Los trabajadores del Polígono el Oliveral de Ribarroja 'salen relinchando' a la hora del almuerzo como los niños en el colegio cuando suena el timbre del recreo. Ellos, como cualquier currante, que acabaron comiéndose medio bocadillo en vez de uno entero. Y haciendo durar una caña, en vez de calzarse dos fundamentales o compartiendo un litro para siete. Y lo del café ya rozaba el drama: si llegaba para las necesidades básicas, cortito, por favor, por si salía más barato.

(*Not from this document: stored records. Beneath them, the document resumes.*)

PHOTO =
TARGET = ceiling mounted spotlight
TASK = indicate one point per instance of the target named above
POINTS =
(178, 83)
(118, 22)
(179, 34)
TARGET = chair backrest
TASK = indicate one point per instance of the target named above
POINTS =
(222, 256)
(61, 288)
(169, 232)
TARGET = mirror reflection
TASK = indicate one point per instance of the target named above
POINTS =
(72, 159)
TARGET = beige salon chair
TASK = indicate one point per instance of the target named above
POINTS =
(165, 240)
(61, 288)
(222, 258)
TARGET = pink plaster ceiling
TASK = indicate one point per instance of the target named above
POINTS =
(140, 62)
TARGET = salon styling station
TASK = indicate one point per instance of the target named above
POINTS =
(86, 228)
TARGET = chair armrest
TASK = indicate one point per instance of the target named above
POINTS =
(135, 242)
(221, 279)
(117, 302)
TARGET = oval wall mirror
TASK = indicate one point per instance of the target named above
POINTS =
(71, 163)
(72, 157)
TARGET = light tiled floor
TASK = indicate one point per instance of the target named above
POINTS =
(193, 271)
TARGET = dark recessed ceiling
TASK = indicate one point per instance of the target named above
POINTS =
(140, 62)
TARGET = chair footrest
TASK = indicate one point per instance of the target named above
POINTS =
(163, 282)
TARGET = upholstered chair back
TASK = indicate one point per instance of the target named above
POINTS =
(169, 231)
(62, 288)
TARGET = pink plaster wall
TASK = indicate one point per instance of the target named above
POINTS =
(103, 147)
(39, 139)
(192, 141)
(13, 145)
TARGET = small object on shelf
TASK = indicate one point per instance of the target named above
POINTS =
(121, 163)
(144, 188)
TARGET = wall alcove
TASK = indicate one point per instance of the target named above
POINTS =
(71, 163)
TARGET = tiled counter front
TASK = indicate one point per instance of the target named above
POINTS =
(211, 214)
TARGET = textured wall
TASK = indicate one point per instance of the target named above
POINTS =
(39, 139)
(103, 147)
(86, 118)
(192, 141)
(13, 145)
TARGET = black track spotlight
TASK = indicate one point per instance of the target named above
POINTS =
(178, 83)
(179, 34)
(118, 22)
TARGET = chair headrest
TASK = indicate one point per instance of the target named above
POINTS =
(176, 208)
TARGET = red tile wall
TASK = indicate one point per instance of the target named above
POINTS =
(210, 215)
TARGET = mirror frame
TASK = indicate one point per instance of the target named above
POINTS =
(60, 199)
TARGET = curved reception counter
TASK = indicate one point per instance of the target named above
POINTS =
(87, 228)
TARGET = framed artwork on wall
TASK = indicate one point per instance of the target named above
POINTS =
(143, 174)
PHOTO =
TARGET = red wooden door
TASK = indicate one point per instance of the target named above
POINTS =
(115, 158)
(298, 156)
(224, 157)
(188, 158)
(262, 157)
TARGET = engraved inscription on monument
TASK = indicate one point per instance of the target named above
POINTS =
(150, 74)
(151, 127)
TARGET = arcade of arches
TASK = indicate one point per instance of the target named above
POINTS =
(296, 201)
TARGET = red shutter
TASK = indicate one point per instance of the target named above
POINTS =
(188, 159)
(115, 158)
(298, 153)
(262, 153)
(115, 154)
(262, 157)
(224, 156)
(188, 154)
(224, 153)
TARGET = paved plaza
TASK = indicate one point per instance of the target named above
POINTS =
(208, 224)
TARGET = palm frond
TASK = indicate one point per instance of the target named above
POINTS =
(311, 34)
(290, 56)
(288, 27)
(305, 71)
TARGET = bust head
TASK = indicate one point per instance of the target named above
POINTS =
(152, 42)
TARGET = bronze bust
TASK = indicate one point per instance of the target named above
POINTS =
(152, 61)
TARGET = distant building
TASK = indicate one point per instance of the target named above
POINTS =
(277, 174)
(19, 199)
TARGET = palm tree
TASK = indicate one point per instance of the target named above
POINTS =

Esas eran cosas de antes. Hasta que en el restaurante La Campana de Ribarroja decidieron montar una piscina llena de barro y soltar a dos chicas furiosas dentro y contratar a una estríper para acompañar los postres. No como en las películas en las que salen mujeronas en pleno cumpleaños poniendo morritos y pellizcando un pezón de nata de una tarta para llevarse el dedo a la boca. Pero se le parece. Lo de los morritos se mantiene.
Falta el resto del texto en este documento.